1. Check existing files for patterns (e.g., `sys/linux/socket.txt`)
2. Run `make descriptions` after edits to validate syntax
3. Some constants only exist on certain architectures
4. Use `ptr[in, ...]` for input, `ptr[out, ...]` for output

Overview

This skill explains syzlang syntax basics for describing ioctl syscalls in Syzkaller description files. It focuses on common ioctl patterns, argument types, struct and flag definitions, and practical tips to author valid descriptions. Use it to write or review ioctl entries that Syzkaller can use for fuzzing.

How this skill works

The skill highlights how ioctl syscalls are declared with the syscall signature and specialized variants using a $ suffix. It reviews pointer directions (in, out, inout), common type patterns (const, flags, intptr, array, fixed-size integers) and shows how to embed structs and flag sets in ioctl arguments.
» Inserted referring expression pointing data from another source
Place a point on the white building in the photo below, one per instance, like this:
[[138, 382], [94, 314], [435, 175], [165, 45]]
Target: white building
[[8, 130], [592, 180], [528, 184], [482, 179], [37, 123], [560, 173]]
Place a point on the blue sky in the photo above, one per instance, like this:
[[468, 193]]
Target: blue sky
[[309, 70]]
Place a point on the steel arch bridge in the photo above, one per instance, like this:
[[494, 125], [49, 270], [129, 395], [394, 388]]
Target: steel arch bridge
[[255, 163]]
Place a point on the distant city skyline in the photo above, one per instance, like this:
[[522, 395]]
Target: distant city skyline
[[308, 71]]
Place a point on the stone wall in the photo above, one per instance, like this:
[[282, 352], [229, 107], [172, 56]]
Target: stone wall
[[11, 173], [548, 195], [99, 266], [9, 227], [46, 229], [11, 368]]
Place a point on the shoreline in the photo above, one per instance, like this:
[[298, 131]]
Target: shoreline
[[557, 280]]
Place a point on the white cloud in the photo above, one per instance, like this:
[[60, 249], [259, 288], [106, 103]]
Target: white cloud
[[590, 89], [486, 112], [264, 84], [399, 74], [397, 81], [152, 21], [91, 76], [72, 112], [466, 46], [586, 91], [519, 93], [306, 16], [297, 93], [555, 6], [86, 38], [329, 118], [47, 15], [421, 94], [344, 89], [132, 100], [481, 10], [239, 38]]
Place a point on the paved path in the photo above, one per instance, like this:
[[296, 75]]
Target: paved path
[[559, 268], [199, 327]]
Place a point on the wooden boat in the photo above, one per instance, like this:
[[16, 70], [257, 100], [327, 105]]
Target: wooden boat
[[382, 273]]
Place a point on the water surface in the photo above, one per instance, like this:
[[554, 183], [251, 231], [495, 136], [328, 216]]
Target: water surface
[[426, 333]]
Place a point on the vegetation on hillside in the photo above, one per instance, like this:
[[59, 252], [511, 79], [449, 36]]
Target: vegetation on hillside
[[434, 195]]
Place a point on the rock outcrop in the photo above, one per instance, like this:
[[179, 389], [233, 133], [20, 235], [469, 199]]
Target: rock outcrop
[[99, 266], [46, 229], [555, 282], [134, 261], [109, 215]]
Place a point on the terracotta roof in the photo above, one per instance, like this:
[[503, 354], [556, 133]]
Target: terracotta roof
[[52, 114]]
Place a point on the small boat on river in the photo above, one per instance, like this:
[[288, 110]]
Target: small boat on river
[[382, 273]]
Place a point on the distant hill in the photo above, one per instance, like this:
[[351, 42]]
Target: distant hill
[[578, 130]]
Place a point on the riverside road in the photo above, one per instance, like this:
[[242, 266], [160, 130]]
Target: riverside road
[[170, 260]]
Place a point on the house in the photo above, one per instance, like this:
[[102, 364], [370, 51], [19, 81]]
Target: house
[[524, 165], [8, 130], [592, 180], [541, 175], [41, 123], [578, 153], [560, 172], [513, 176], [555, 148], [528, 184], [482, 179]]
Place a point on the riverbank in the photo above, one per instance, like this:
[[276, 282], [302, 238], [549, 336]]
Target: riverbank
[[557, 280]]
It also covers resource typing for file descriptors and the typical read/write ioctl forms.

When to use it

When you need to add or update ioctl syscall descriptions for kernel fuzzing.
When modeling ioctls that return data via output pointers or accept structured input.
When defining custom structs or reusable flag sets referenced by ioctls.
When validating syntax before running make descriptions or feeding files to Syzkaller.

Best practices

Match existing patterns in the distribution files to keep consistency (e.g., socket ioctl examples).
Use ptr[in,...] for inputs and ptr[out,...] for outputs to reflect data flow precisely.
Prefer flag sets for bitfields and reuse them via flags[flag_set, intX] to avoid duplication.
Define structs with explicit typed fields and use fixed widths for integers where required.
Verify architecture-specific constants and test descriptions with the build validation step.

Example use cases

Describe an ioctl that fills a 32-bit status via an output pointer: ioctl$GET(fd fd_type, cmd const[GET], arg ptr[out, int32]).
Model an ioctl that accepts a configuration struct: ioctl$SET(fd fd_type, cmd const[SET], arg ptr[in, config_t]).
Create fixed-value command variants using const[VALUE] or specific syscall$VARIANT forms.
Represent ioctls using ifreq-style structures by embedding the appropriate struct type and flags.
Declare file descriptor resource types and use them as the first ioctl argument for correctness.

FAQ

How do I indicate an ioctl outputs data?

Use ptr[out, type] for the arg that receives data so Syzkaller treats it as an output buffer.

When should I use intptr[min:max]?

Use intptr[min:max] for simple integer pointer arguments that accept small integer ranges instead of full structs.